Нат прошёл в кабинет полковника, встал по стойке «смирно» и отдал честь. Полковник поднялся, обошёл вокруг стола и обнял Ната. Личный адъютант не сумел скрыть своего изумления, потому что думал, что таким образом приветствуют своих только французские офицеры. Тремлетт пригласил Ната сесть, а сам вернулся к столу, открыл толстую папку и стал изучать её содержание.
— У вас есть какие-нибудь планы на следующий год, Нат?
— Нет, сэр, но поскольку мне не разрешено снова поехать во Вьетнам, я буду рад принять ваше прежнее предложение и остаться в академии, чтобы помогать вам производить новый набор.
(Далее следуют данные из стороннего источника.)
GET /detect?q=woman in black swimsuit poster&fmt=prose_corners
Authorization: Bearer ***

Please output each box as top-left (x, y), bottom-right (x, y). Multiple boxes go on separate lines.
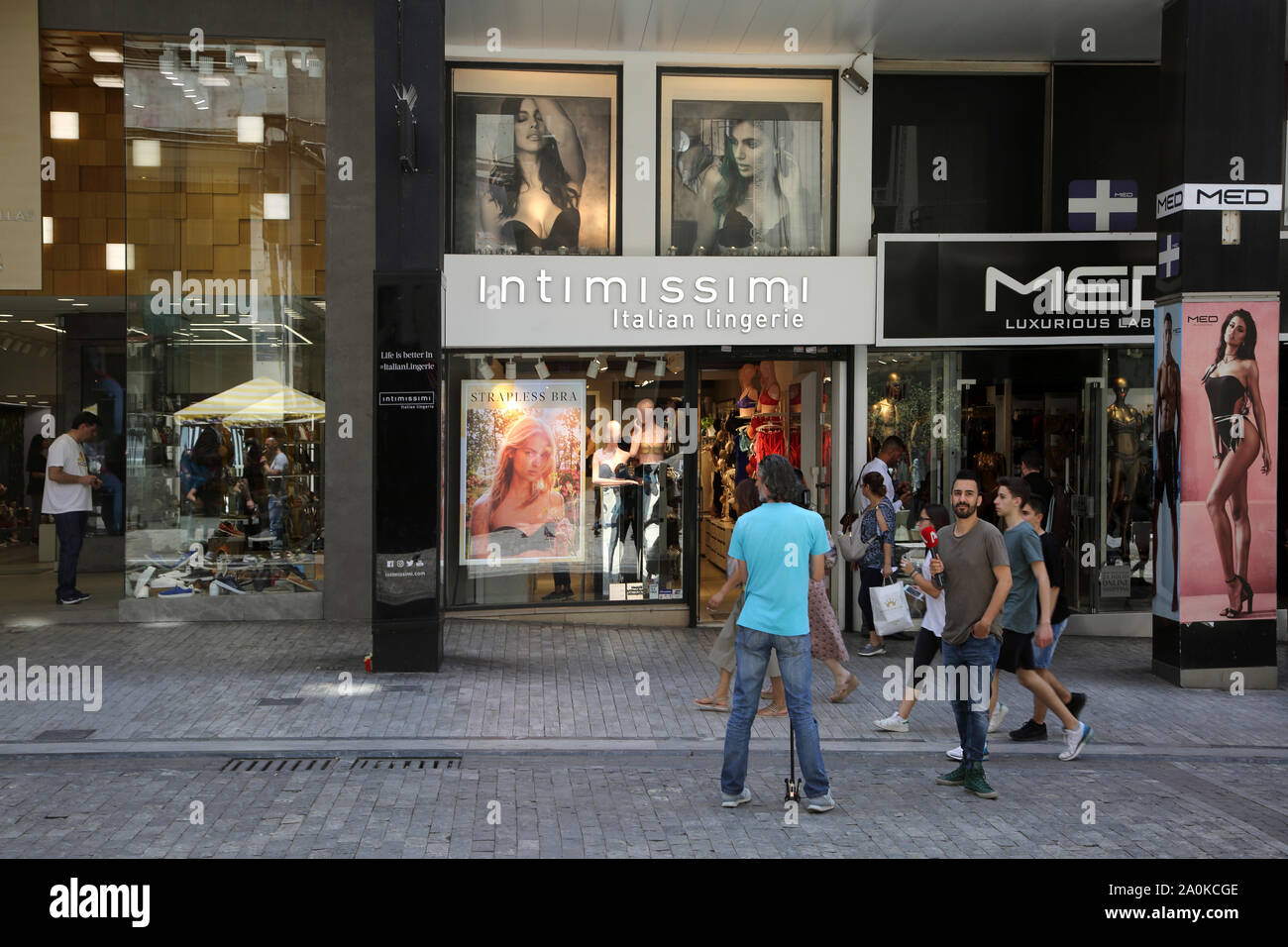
top-left (452, 68), bottom-right (618, 254)
top-left (658, 73), bottom-right (833, 257)
top-left (1179, 301), bottom-right (1279, 622)
top-left (460, 380), bottom-right (587, 567)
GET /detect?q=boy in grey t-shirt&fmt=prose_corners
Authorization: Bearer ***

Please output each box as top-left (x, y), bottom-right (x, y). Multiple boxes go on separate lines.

— Это место уже занято, — сказал Тремлетт, — к тому же, теперь я не уверен, что в долгосрочной перспективе это — правильная идея.
— Вы имеете в виду что-нибудь конкретное?
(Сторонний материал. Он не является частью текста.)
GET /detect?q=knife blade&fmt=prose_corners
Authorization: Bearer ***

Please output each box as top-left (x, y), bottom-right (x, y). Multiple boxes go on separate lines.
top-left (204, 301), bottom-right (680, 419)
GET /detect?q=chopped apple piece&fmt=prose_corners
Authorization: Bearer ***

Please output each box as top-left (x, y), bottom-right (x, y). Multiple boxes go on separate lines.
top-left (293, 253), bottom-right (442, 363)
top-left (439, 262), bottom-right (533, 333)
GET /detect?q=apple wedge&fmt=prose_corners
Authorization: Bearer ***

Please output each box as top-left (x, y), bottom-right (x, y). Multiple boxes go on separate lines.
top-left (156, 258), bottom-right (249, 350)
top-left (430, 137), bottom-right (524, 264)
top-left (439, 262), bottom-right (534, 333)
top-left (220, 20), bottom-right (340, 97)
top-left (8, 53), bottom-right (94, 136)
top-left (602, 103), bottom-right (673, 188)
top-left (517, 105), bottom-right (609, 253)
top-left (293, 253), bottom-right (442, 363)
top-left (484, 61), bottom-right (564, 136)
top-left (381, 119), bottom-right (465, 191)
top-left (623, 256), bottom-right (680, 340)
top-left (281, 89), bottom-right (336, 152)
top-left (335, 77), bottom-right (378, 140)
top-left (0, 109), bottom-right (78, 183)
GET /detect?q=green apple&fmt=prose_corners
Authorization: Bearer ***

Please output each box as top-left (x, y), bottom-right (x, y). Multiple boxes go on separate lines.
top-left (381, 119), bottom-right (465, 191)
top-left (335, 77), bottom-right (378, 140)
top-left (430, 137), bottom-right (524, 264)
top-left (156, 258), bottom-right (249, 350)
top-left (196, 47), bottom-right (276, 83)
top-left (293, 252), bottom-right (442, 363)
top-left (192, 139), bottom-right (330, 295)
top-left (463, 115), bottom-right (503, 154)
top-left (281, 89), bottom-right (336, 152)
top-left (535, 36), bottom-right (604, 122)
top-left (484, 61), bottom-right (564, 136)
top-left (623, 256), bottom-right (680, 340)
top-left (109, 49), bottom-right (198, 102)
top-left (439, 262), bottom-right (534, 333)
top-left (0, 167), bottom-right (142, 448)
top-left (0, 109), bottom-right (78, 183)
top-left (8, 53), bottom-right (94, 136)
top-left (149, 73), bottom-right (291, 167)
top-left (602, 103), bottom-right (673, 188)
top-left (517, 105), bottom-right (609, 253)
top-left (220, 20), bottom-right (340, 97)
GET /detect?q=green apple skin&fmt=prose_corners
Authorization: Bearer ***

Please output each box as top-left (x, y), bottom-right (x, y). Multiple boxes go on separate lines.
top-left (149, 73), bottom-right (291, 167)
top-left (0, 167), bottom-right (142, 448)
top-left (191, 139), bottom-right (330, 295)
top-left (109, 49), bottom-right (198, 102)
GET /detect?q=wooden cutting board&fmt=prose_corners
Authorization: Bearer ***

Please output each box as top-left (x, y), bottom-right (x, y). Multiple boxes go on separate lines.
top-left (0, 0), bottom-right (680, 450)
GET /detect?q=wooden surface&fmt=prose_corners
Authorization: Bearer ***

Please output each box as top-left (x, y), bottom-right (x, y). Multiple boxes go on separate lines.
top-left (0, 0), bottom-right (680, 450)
— Раз уж вы об этом заговорили, то да, — сказал полковник. — Когда я узнал, что вы приезжаете, я посоветовался с юрисконсультами академии. Вообще-то я презираю юристов — они умеют сражаться только в зале суда, — но должен признаться, на этот раз один из них сделал очень дельное предложение. Правила и инструкции можно интерпретировать по-разному, иначе чем юристы будут зарабатывать свой хлеб? Год тому назад вы, не раздумывая, пошли в армию и, будучи произведены в офицеры, отправились во Вьетнам, где, слава Богу, доказали, что я был неправ.
Нат хотел сказать: «Ближе к делу, полковник», — но сдержался.
— Кстати, Нат, я забыл вас спросить: хотите кофе?
— Нет, спасибо, сэр, — ответил Нат, стараясь скрыть своё нетерпение.
Полковник улыбнулся и сказал:
— А я, пожалуй, выпью чашечку. — Он поднял телефонную трубку. — Соорудите мне кофе, Дан, и, пожалуй, несколько пончиков. — Взглянув на Ната, он добавил: — Вы уверены, что не передумали?
— Вам доставляет удовольствие меня мучить? — спросил Нат с улыбкой.
— Честно говоря, да, — ответил полковник. — Видите ли, мне пришлось несколько недель уговаривать моих начальников в Вашингтоне согласиться на моё предложение, так что, надеюсь, вы простите мне, если я растяну это удовольствие.
Нат криво улыбнулся и поудобнее устроился в кресле.
— Перед вами открыто несколько путей, и большинство из них, по-моему, — пустая трата времени. Вы, например, можете ходатайствовать о демобилизации на основании полученного вами ранения. Если мы пойдём по этому пути, вам дадут небольшую пенсию и вы выйдете на гражданку через полгода — после того как вы поработали снабженцем, мне не нужно вам объяснять, сколько времени занимают бюрократические процедуры. Вы можете, конечно, закончить свою службу, работая в академии, но зачем мне калека в моём штабе? — спросил полковник с ухмылкой, когда в комнату вошёл личный адъютант с подносом, на котором стоял кофейник и две чашки. — С другой стороны, вы могли бы принять какое-нибудь другое назначение в более благоприятном месте — например, в Гонолулу, но я думаю, вам не стоит ехать в такую даль, чтобы найти себе девушку. Однако, что бы я вам ни предложил, вам всё равно придётся ещё целый год щёлкать каблуками. Так я задам вам вопрос: что вы собирались делать после того, как закончите свои два года службы?
— Я собирался вернуться в университет и продолжать заниматься.
— Я так и думал, — сказал полковник, — и именно это вы и сделаете.
— Но следующий семестр начинается на будущей неделе, и вы сами сказали, что бюрократическая процедура…
— Если вы не подпишете обязательства служить ещё шесть лет: тогда бюрократическая процедура будет сведена к минимуму.
— Записаться ещё на шесть лет? — спросил Нат, не веря своим ушам. — Но я надеялся уйти из армии, а не остаться в ней.
— И вы уйдёте, — сказал полковник, — но только если вы запишетесь ещё на шесть лет. Видите ли, Нат, с вашими данными, — добавил он и начал расхаживать по кабинету, — вы можете сразу же подать ходатайство о прохождении любого курса высшего образования, и, более того, армия за это заплатит.